This is how I met Guru Yogi Matsyendranath from Natha Tradition, who became my first and main Teacher.

I will not say that I immediately asked to be his disciple, at that time I still knew very little about traditional discipleship and who the Guru is. But I was not left with a deep feeling that I knew this person from somewhere, moreover, thinking about him, I touch something Eternal, and those simple but wise things that he shared in communication with me immediately penetrated right into my heart.

 

Then a few months later I met him again and clearly understood that this is a chance. A chance to become a disciple of a true Guru, to receive spiritual guidance on a difficult path of development. So I came to Tradition, development in which continues to this day.

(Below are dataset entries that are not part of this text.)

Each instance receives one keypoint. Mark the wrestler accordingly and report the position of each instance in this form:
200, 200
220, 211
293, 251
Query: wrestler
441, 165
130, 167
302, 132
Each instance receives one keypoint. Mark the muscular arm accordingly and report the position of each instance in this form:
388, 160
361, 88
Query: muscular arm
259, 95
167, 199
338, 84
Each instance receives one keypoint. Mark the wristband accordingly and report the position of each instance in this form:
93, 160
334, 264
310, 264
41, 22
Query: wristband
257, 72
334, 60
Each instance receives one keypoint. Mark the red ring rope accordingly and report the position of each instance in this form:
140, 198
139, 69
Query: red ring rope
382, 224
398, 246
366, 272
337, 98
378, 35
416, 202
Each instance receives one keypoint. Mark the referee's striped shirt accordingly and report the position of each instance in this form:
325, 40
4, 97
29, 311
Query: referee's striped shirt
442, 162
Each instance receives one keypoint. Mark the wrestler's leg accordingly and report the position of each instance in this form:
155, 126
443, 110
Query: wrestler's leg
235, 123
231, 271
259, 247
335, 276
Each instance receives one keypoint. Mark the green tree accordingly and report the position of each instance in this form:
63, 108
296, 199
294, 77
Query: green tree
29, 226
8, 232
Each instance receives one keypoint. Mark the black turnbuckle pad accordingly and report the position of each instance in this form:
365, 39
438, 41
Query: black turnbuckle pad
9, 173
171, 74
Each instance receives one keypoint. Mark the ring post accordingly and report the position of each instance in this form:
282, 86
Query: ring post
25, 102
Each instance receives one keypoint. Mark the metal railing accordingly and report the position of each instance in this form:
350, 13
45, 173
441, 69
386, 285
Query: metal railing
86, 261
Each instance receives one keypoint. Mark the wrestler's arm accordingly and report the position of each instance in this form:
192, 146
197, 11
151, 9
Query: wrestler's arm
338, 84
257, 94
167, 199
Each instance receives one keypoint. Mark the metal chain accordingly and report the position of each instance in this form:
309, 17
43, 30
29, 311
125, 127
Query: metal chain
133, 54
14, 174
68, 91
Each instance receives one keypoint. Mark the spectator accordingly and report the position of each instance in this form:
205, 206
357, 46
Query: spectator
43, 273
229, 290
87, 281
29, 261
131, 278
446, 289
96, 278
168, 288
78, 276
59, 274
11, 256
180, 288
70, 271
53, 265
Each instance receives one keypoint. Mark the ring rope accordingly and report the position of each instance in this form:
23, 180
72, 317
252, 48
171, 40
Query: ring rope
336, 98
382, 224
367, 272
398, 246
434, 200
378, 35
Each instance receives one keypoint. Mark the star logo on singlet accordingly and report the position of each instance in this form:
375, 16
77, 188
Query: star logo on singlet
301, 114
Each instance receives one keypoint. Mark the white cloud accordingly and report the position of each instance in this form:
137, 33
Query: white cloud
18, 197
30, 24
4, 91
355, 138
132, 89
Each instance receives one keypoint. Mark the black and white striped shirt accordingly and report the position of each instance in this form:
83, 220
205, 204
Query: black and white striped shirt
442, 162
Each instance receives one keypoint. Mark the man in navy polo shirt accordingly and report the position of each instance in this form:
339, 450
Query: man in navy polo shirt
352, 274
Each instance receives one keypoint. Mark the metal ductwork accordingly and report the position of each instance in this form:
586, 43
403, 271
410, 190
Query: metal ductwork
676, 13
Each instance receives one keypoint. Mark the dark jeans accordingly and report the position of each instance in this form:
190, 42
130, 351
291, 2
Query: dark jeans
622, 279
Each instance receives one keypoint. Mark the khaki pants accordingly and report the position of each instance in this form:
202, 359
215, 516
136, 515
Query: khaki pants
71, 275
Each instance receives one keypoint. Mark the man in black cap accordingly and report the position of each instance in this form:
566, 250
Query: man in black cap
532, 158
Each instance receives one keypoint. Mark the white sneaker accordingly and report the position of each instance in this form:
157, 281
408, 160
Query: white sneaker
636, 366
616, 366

A lot of time has passed since then, my life has changed quite a lot, and events in it developed very intensively. I studied yoga and tantra in India with different teachers of the Natha and Shri Vidya Traditions, got acquainted with other systems of spiritual development, traveled a lot across the countries of the East. I saw that the Natha Tradition in India is very extensive, as well as yoga knowledge and mystical experience enclosed in it. From a simple hobby yoga has turned into a path, a way of life, into life itself.  Seva (service) to the Guru and Tradition began to occupy an important place in yoga sadhana, based on great gratitude to the Teachers of this perfect system of human development, as well as on the desire to make it available to all people, and not only to those who were born and live in India. So I began to help Guruji Matsyendranath in the development of Traditions in Russia and neighboring countries. With Guruji's blessing in 2008, I established magazine about the traditional yoga "Adesh", which is still being published. We founded the "International Natha Yoga Center", which organizes and coordinates the activities of Natha centers in Russia and other countries. Together with the other disciples of my Guru we opened the Natha Yoga School, where we began to teach the basics of Natha-yoga those who wish.  

 

In 2011, when it became clear to me that I would not deviate from the chosen path, that it was totally mine, I decided to completely devote myself to the Tradition and become a sannyasi forever. It means that you dedicate all your life to spiritual growth and you can't live as a social person with family, job etc. It was not easy decision for me, but I felt that it was completely correct. Then, as is customary in our Tradition, I went on a small pilgrimage in order to find a Guru from whom I could take sannyasa. The difficulty was that it had to be a woman, a yogini (in our Tradition only a woman can transmit to women the initiation of this level), and this is rare. Fortunately, by the grace of Gorakshanath, I managed to meet her, infinitely detached and kind, living in the jungle. In the summer of 2011 Guruji Ajabnath Maharaj gave me chira-diksha (highest initiation in the Nath Tradition) and the right to admit disciples. After tapasya in the jungle and staying with Guruji, I returned to Russia as a different person. I felt like I was reborn.

Since that time I greatly deepened my experience and knowledge of yoga and tantra, but I understand: there is no limit to perfection. I will always be a disciple of my great Guru, even if I have disciples too. It is called parampara – the uninterrupted succession of teachers, and it is a wonderful thing because that teachers can always guide and correct you, because you receive experience and protection from the whole parampara.

​That, perhaps, is all that was worth telling about my path to yoga. Of course, I did not mention a lot – in order to express in words all my experience and tell about all the successes and failures, I would have to write a book, because so much has happened and is still happening that each lived month can be equated to several years of an ordinary life.